Была еще одна дверь на втором этаже. Открывая ее, он уже понял, что за ней спальни для гостей. Они были тщательно прибраны, никаких личных вещей там не было.
«Тут и мышь не спрячется», — заметил Хэмиш. Ратлидж вышел, закрыв за собой дверь.
Потом по узкой лестнице поднялся на верхний этаж. Здесь находились комнаты, некогда предназначавшиеся для слуг, — маленькие, обезличенные, в основном без мебели. Или, наоборот, битком набитые старыми вещами от многих поколений. Лампы, железные кровати, сломанные шкафы, треснутые зеркала, сломанные стулья, даже старая оконная рама была прислонена к стене рядом с кочергой.
Тут же находились вещи, предназначенные для праздников, ярмарок, церковных базаров. Он нашел набор грима, который использовал отец Джеймс, когда переодевался клоуном, чтобы повеселить ребятишек.
Недалеко от входа лежал на полу большой старый чемодан, а рядом еще один, маленький, с инициалами священника, оба старомодные и потертые.
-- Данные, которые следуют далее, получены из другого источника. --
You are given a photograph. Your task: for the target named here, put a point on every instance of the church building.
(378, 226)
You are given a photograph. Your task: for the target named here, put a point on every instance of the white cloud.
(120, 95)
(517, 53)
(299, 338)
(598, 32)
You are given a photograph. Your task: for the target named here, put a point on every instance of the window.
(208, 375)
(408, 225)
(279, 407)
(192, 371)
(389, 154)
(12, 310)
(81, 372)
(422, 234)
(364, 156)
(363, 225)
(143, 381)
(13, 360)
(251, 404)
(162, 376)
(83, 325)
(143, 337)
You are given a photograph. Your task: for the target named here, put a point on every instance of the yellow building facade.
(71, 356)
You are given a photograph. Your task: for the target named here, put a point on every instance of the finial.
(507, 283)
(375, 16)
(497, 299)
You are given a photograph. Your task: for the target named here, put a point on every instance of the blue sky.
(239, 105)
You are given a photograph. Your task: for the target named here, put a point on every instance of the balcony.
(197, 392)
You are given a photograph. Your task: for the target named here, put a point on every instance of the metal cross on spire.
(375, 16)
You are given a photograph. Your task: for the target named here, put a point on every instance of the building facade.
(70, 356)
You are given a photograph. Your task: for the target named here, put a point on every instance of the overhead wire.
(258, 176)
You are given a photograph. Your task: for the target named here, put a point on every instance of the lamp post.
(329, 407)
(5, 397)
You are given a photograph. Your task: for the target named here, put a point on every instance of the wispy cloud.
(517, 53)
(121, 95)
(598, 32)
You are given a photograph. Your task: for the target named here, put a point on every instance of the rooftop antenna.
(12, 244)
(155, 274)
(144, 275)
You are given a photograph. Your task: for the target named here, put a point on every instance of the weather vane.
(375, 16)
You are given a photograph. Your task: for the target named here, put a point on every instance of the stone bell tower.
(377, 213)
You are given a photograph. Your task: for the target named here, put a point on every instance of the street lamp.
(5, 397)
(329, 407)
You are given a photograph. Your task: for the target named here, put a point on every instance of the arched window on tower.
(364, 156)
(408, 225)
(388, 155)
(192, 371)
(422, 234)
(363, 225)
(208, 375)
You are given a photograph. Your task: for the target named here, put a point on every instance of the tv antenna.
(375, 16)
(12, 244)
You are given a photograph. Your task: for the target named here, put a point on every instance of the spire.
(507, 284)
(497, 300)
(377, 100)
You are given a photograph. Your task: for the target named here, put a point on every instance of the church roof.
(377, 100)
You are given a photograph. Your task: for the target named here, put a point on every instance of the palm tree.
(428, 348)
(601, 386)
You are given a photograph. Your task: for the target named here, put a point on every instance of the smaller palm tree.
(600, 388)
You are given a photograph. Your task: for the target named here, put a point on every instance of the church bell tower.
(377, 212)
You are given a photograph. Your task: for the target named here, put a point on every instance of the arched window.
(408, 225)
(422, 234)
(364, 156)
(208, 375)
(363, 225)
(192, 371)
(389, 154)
Открыв крышку большого, он стал приподнимать вещи, заглядывая под них, и заметил угол толстого конверта. Вытащил его и взвесил в руке. Конверт был тяжелый, плотно набитый. Письма от сестры Джудит? Или те, что он писал ей, когда упоминал сказочного великана?
Инспектору Блевинсу это понравилось бы.
Он сел на пыльный пол, положил конверт на колени и стал рассматривать. Ни адреса, ни почтовых отметок, ни имени. Открыл конверт и, заглянув в него, еле сдержал восклицание, увидев толстую пачку газетных вырезок, потом осторожно достал несколько и сразу же увидел, о чем они — о катастрофе в океане.
Они были подобраны по порядку, по датам — первые об отплытии «Титаника», как произошла трагедия, дальше шли списки пропавших, погибших, выживших. Доктор Стивенсон был прав — больше походило на наваждение, чем на обычный кратковременный интерес к катастрофе мирового масштаба. Слишком большая и кропотливая работа была проделана. Были и фотографии радостно улыбавшихся лиц тех, кто поднялся на корабль, а потом этот ужас — открытые гробы в Ирландии.
Трагическая скорбная коллекция.
Он снова заглянул в чемодан, нет ли там еще чего-нибудь интересного, прощупал вещи, приподнимая их, и вдруг увидел на дне фотографию в рамке — один угол ее был перевязан траурной лентой. Он достал ее и стал рассматривать. На фотографии была молодая женщина — она стояла рядом с лошадью, освещенная солнцем, со сверкающими волосами, и улыбалась. Судя по шляпе, которую она держала в руке, и покрою ее платья, она была вполне обеспеченной.
Но кто она? Это была фотография, которую отец Джеймс оставил для Мэй Трент? Сходства между ними не было. Равно как и с Присциллой Коннот. Ратлидж знал лишь нескольких женщин в Остерли. Умершая жена Фредерика Гиффорда? Дочь доктора? Кто-то из юности священника?
«Посмотри на обороте», — посоветовал Хэмиш, и Ратлидж перевернул фотографию и вытащил из рамки. Там была дата 10 июля 1911 года и надпись, в самом углу, чтобы не портить снимка: «С благодарностью. В.»
В. Виктория? Тогда это имя было популярно — имя последней королевы. Потом стало Мария, действующей королевы. Вера? Вивиан? Вероника, Вирджиния, Вайолет?
Он перебирал имена на букву В.
Может быть, Блевинс поможет или миссис Уайнер.
Но если подумать…
«Я бы не спешил ее показывать кому-то», — откликнулся на его мысли Хэмиш.